The water content of the rock at different immersion stages can be calculated using the following equation:

$$\omega = \frac{{m - m_{d} }}{{m_{d} }} \times 100\%$$

(1)

The relationship between the rock moisture content and soaking time is shown in Fig. 2, which shows that the rock reaches near saturation after 48 h. The basic physical and mechanical properties of the rock samples are presented in Table 1.

Fig. 2

Curve of moisture content variation in red sandstone specimens.

Table 1 Physical and mechanical properties of red sandstone specimens.

Test equipment

This experiment primarily investigates the AE and resistivity response characteristics during the shear process, and analyzes the differences in the AE quiet period and resistivity changes under different shear rates. To gain a deeper understanding of the shear behavior and micro-damage mechanisms of rocks under static conditions, four slow loading rates were set: 0.1 mm/min, 0.2 mm/min, 0.5 mm/min, and 1.0 mm/min, with displacement-controlled loading. In each shear test, a normal stress of 1.0 MPa was applied. For each loading rate, three specimens were tested under the same experimental conditions. To keep the paper concise, only one representative specimen from each group was selected for analysis. The experiment was conducted using a JAL-1000 rock shear testing machine, which has a maximum vertical test pressure of 500 kN, a maximum horizontal shear force of 1000 kN, a relative measurement error within ± 0.5%, and a shear rate range of 0.001–1 mm/s.

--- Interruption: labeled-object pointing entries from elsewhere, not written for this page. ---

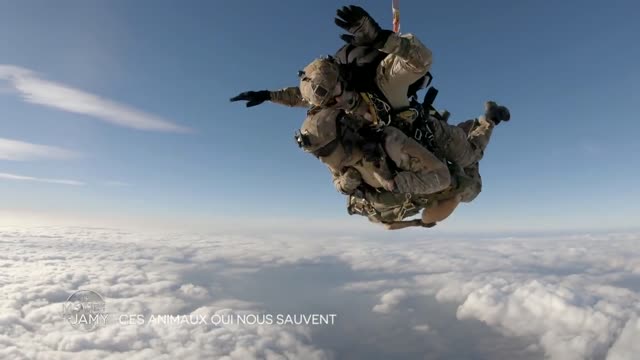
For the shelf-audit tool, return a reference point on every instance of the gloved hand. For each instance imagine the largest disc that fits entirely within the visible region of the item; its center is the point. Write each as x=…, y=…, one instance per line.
x=363, y=29
x=496, y=113
x=253, y=98
x=348, y=181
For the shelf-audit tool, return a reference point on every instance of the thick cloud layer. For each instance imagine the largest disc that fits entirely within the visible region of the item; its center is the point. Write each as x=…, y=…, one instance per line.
x=567, y=297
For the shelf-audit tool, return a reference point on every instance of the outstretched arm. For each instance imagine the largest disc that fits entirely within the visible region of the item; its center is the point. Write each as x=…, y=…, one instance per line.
x=288, y=96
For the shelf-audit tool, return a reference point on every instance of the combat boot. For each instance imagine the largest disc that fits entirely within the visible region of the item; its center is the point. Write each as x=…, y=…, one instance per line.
x=496, y=113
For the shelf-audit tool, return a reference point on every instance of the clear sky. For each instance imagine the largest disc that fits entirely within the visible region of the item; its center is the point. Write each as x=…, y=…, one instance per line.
x=127, y=103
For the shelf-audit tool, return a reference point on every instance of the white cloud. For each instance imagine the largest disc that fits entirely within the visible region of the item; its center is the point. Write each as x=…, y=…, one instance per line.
x=422, y=328
x=115, y=183
x=390, y=300
x=7, y=176
x=35, y=90
x=135, y=275
x=22, y=151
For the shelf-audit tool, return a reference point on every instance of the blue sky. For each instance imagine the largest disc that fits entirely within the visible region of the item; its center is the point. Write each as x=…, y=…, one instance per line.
x=568, y=72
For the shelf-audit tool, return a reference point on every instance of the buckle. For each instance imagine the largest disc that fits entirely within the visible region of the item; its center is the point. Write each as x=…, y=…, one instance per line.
x=371, y=211
x=418, y=135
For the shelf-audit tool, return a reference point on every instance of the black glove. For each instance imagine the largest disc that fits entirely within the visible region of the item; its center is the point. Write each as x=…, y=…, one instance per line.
x=364, y=30
x=253, y=98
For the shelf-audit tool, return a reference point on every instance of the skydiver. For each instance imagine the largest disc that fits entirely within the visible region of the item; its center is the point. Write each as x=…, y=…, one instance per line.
x=325, y=138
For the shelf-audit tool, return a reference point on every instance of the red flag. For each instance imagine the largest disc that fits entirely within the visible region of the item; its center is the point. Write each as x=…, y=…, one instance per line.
x=395, y=7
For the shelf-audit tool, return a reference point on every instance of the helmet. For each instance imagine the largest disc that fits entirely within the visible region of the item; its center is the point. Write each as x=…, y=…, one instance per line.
x=319, y=132
x=318, y=81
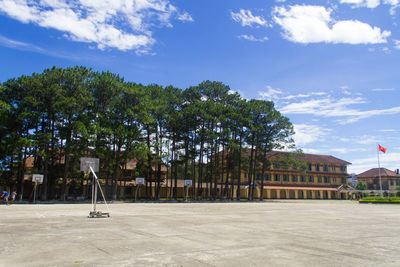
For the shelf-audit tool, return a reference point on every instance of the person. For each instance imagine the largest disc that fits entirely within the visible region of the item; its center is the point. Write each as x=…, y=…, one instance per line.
x=13, y=195
x=4, y=196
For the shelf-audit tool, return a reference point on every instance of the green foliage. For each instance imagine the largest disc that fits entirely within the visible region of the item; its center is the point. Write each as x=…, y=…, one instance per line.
x=74, y=112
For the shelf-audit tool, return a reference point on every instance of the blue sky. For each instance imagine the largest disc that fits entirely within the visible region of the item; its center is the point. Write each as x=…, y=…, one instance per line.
x=331, y=66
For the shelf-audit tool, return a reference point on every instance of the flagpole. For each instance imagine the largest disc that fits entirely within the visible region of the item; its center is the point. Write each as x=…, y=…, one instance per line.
x=379, y=171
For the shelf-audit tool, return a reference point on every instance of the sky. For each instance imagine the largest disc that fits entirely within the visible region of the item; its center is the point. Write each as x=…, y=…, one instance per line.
x=331, y=67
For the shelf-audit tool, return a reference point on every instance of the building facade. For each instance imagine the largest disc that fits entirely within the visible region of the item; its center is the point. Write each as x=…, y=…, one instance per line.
x=390, y=180
x=321, y=177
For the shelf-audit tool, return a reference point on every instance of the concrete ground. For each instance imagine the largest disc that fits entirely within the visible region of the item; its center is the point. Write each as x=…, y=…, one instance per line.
x=274, y=233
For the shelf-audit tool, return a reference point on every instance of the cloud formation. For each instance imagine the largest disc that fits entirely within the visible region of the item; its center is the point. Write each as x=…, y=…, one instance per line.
x=121, y=24
x=362, y=3
x=329, y=107
x=306, y=134
x=246, y=18
x=314, y=24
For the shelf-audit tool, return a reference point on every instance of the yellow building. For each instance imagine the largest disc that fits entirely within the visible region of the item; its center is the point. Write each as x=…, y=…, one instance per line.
x=390, y=180
x=323, y=178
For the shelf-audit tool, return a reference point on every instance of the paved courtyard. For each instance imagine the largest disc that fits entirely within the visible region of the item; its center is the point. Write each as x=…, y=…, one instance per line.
x=275, y=233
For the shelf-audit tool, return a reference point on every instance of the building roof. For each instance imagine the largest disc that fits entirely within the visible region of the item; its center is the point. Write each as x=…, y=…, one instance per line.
x=305, y=157
x=374, y=173
x=300, y=188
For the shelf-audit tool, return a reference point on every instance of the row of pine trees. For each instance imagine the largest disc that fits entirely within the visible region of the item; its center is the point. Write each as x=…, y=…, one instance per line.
x=69, y=113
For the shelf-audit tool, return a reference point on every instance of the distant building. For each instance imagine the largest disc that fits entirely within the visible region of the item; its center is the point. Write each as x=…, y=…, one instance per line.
x=390, y=179
x=352, y=179
x=322, y=179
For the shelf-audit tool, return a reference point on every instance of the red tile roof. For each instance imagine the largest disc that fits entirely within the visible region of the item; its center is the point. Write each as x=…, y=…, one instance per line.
x=374, y=172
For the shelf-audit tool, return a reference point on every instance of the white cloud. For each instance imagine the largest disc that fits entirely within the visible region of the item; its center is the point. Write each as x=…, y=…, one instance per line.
x=314, y=24
x=271, y=93
x=186, y=17
x=303, y=95
x=306, y=134
x=394, y=4
x=7, y=42
x=383, y=89
x=397, y=44
x=329, y=107
x=252, y=38
x=362, y=3
x=246, y=18
x=389, y=161
x=120, y=24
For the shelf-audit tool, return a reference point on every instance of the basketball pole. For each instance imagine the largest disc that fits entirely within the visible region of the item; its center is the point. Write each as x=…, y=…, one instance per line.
x=94, y=197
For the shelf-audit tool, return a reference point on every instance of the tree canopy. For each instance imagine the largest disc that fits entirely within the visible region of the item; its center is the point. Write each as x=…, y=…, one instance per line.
x=62, y=114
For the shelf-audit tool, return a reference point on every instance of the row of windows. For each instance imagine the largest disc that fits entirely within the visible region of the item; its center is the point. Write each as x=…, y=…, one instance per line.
x=312, y=167
x=394, y=182
x=325, y=168
x=297, y=178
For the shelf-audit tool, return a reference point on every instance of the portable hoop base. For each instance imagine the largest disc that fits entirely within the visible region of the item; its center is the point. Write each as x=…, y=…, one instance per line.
x=98, y=214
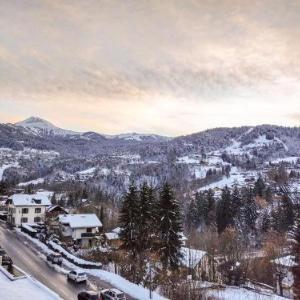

In this study, the resistivity during the shear process was measured using a Keithley 2450 Sourcemeter, which has a resistance measurement range of 10 mΩ to 100 GΩ and a measurement accuracy of up to 0.012%, ensuring the precision of the results. The instrument is connected to a computer for real-time data acquisition and analysis. Conductive adhesive was uniformly applied to both end faces of the specimen, with electrode sheets placed on the upper and lower faces. A constant voltage of 24 V was applied, and insulating plates were placed between the pressure head and the electrode sheets.

For acoustic emission monitoring, the PCI-II multi-channel fully digital AE testing system from Physical Acoustics Corporation (PAC) was used, with a threshold set at 45 dB, preamplifier gain at 40 dB, and a sampling frequency of 1 MHz. To ensure adequate coupling between the AE probe and the specimen, a layer of petroleum jelly was applied to the contact surface of the probe and rock sample, and the probe was secured with insulating tape. To ensure accurate identification of AE events and avoid counting multiple events due to ringing or reflections, standard parameters recommended by the manufacturer and previous studies were used. The hit definition time (HDT) was set to 200 µs to group continuous threshold crossings into single events, and the hit lockout time (HLT) was set to 500 µs to prevent repeated counts due to reverberations. These settings ensure that individual AE events are accurately recorded and not misclassified due to system noise or signal reflection. Prior to each test, a Hsu-Nielsen pencil lead break was performed on the specimen surface for calibration.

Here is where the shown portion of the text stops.